Post Tea Reading: Syntactic Relationship

Three fundamental linguistic relationships that underlie syntactic structure:
                          Argumenthood, Modification & Predication
Argumenthood: mostly centers around Verb, the nucleus of a syntactic structure. Verbs, if conceived as Predicates (as Formal Semantics puts it), needs some arguments to complete its meaning, they are the central participants in a situation. Combining verb with its arguments has a syntactic and its corresponding semantic effect. How? Verbs can have recursive function, if its transitive, then it requires 2 entities or arguments unlike an Intransitive verb; examples can be 'invite' and 'laugh'. The number of arguments a predicate can take is its Semantic Valency.
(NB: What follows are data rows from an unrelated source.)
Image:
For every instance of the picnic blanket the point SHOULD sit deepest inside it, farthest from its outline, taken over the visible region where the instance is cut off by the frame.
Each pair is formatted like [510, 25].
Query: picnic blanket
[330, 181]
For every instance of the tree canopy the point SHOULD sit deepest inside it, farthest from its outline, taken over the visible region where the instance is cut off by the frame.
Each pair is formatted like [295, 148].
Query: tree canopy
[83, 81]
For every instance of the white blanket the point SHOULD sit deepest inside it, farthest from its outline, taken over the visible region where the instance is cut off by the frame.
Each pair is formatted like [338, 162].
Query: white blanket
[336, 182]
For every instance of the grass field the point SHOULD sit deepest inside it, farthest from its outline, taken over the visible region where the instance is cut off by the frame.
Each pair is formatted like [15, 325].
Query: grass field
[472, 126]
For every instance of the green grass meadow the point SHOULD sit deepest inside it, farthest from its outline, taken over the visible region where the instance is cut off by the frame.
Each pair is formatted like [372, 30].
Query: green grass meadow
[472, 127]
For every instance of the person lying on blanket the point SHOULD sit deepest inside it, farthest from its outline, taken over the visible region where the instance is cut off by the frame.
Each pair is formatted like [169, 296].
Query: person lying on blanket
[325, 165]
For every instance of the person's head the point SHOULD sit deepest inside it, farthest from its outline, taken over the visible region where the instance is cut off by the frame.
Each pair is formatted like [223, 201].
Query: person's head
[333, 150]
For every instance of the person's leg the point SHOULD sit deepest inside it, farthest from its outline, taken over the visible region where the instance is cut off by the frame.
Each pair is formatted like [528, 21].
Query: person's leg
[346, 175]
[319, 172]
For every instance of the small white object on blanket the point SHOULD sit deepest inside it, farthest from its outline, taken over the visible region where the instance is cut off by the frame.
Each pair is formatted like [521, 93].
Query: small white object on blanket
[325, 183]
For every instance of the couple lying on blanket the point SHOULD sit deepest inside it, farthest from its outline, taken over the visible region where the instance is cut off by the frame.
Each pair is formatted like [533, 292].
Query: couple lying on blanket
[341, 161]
And it is Semantic Valency that determines the syntactic structure of a sentence. So the ungrammaticality of sentences like 'She laughed at the stone' can be answered by fact that 'Laugh' is a one-place predicate. But the correspondence between syntactic and semantic argument is not always perfect. For example, the verb 'Eat' requires 2 arguments: eater and object of eating.
                      "Ram ate a mango" and "Ram has eaten" 
the second sentence shows a mismatch between the syntactic and semantic properties. So, Semantic arguments are participants in a situation and Syntactic arguments are constituents that appear in a particular syntactic position.